No total, Levi arrecadou mais de quatrocentas moedas de ouro.

“Cavalo que não pasta à noite não engorda, homem que não obtém riqueza de fora não prospera!”

Só agora Levi percebia que, comparados ao roubo, atividades como forjar armas ou cultivar a terra não eram nada dignos de nota!

“Não posso me empolgar, se começar a roubar demais, uma hora vou acabar me dando mal. Melhor manter a honestidade e a discrição.”

Reuniu todas as armas e equipamentos daqueles homens e os amarrou, carregando tudo nas costas.
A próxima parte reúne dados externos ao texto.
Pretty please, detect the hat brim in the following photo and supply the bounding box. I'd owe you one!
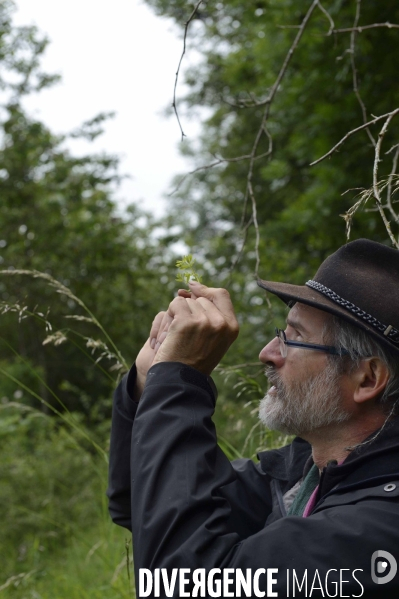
[257,279,399,353]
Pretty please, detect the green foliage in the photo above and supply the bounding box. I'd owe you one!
[176,254,202,285]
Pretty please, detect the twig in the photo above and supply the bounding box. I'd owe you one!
[309,108,399,166]
[373,108,399,249]
[332,22,399,33]
[387,144,399,222]
[172,0,204,141]
[245,0,319,276]
[349,0,375,148]
[168,151,270,197]
[318,2,335,35]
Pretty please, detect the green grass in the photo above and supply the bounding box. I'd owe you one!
[0,519,135,599]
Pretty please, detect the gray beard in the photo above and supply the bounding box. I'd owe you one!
[259,363,350,436]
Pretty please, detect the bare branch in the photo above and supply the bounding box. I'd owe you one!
[245,0,319,276]
[373,109,399,249]
[387,144,399,222]
[350,0,375,148]
[317,2,335,35]
[168,150,271,197]
[309,108,399,166]
[332,22,399,33]
[172,0,204,141]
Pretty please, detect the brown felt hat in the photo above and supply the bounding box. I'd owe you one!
[258,239,399,352]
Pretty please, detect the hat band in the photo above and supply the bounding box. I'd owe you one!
[305,280,399,345]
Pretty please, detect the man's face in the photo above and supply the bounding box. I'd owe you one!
[259,304,350,438]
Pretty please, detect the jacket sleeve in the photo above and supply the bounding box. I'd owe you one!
[107,365,271,536]
[107,366,138,530]
[131,363,398,597]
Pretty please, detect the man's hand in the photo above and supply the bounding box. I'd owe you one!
[132,312,172,401]
[151,281,238,375]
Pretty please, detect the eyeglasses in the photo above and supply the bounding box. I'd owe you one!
[276,328,349,358]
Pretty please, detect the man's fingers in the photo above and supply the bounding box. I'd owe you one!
[189,281,235,317]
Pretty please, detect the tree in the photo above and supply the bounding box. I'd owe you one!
[148,0,399,282]
[0,1,177,420]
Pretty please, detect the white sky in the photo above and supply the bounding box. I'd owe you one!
[14,0,198,216]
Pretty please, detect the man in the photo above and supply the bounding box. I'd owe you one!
[108,240,399,598]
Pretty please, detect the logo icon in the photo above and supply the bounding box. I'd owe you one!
[371,549,398,584]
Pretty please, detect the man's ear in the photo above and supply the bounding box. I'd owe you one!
[353,357,389,404]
“Eu não pretendia sujar minhas próprias mãos, mas, sendo vocês homens do Duque das Montanhas Negras, não havia necessidade de piedade,” murmurou Levi para si mesmo.

Montou o cavalo do nobre de meia-idade e seguiu em direção ao ponto de encontro das Vozes do Pássaro da Morte.

Chegou silenciosamente ao local e percebeu que estava abandonado. Não havia viva alma, apenas um silêncio sombrio.

“Não faço ideia do que as Vozes do Pássaro da Morte pretendem agora. Será que vão mandar um grande cavaleiro? Um assassino do nível das Cinco Sombras para tentar me eliminar?”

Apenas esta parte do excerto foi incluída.